Getting Students To Think At Internet Scale
Hugh Pickens writes "The NY Times reports that researchers and workers in fields as diverse as biotechnology, astronomy, and computer science will soon find themselves overwhelmed with information — so the next generation of computer scientists will have to learn think in terms of Internet scale of petabytes of data. For the most part, university students have used rather modest computing systems to support their studies, but these machines fail to churn through enough data to really challenge and train young minds to ponder the mega-scale problems of tomorrow. 'If they imprint on these small systems, that becomes their frame of reference and what they're always thinking about,' said Jim Spohrer, a director at IBM's Almaden Research Center. This year, the National Science Foundation funded 14 universities that want to teach their students how to grapple with big data questions. Students are beginning to work with data sets like the Large Synoptic Survey Telescope, the largest public data set in the world. The telescope takes detailed images of large chunks of the sky and produces about 30 terabytes of data each night. 'Science these days has basically turned into a data-management problem,' says Jimmy Lin, an associate professor at the University of Maryland."

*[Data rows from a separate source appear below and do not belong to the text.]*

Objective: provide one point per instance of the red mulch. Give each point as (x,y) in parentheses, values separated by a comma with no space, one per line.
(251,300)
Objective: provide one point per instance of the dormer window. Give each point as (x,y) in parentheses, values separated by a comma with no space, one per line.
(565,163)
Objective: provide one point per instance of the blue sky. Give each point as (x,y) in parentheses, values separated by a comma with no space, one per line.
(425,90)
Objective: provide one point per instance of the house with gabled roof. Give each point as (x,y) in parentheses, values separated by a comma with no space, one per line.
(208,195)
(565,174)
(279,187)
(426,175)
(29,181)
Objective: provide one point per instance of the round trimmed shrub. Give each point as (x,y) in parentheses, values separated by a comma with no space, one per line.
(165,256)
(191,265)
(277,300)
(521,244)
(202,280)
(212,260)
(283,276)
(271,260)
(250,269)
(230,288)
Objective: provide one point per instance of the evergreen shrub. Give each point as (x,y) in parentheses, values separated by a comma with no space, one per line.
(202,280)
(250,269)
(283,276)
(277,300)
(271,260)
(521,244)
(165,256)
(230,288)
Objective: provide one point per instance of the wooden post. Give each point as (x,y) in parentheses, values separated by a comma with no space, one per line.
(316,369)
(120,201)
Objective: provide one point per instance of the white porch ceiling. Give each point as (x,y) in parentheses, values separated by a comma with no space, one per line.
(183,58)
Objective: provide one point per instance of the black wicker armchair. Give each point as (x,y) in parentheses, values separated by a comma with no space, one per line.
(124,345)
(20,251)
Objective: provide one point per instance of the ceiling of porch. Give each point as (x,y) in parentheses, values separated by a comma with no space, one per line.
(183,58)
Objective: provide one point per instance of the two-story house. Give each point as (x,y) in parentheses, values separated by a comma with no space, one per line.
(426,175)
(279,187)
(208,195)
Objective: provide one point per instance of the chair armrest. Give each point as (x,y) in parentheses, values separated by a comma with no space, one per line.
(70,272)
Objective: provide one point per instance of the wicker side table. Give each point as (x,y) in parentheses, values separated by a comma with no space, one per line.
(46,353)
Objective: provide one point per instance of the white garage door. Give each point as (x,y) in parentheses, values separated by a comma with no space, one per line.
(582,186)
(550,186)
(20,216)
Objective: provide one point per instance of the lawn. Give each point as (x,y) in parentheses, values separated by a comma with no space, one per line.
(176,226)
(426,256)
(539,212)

Science has always been about extracting knowledge from thoughtfully-generated and -processed data. Managing enormous datasets is not science per se, it's computer engineering. It's useless to say 'hey I'm processing 30 TB' if you're processing them wrong. Scientific method and principles are what count, and they don't change.
I worked for one of the detectors at CERN, and I strongly agree with the notion of Science being a data management problem. We (intend to :-) pull a colossal amount of data from the detectors (about 40 TB/sec in case of the experiment I was working for). Unsurprisingly, all of it can't be stored. There's a dedicated group of people whose only job is to make sure that only relevant information is extracted, and another small group whose only job is to make sure that all this information can be stored, accessed, and processed at large scales. In short, there is a lot that happens with the data before it is even seen by a physicist.
Having said that, I agree that very few people have a real appreciation and/or understanding of these kinds of systems and even fewer have the required depth of knowledge to build them. But this tends to be a highly specialized area, and I can't imagine it's easy to study it as a generic subject.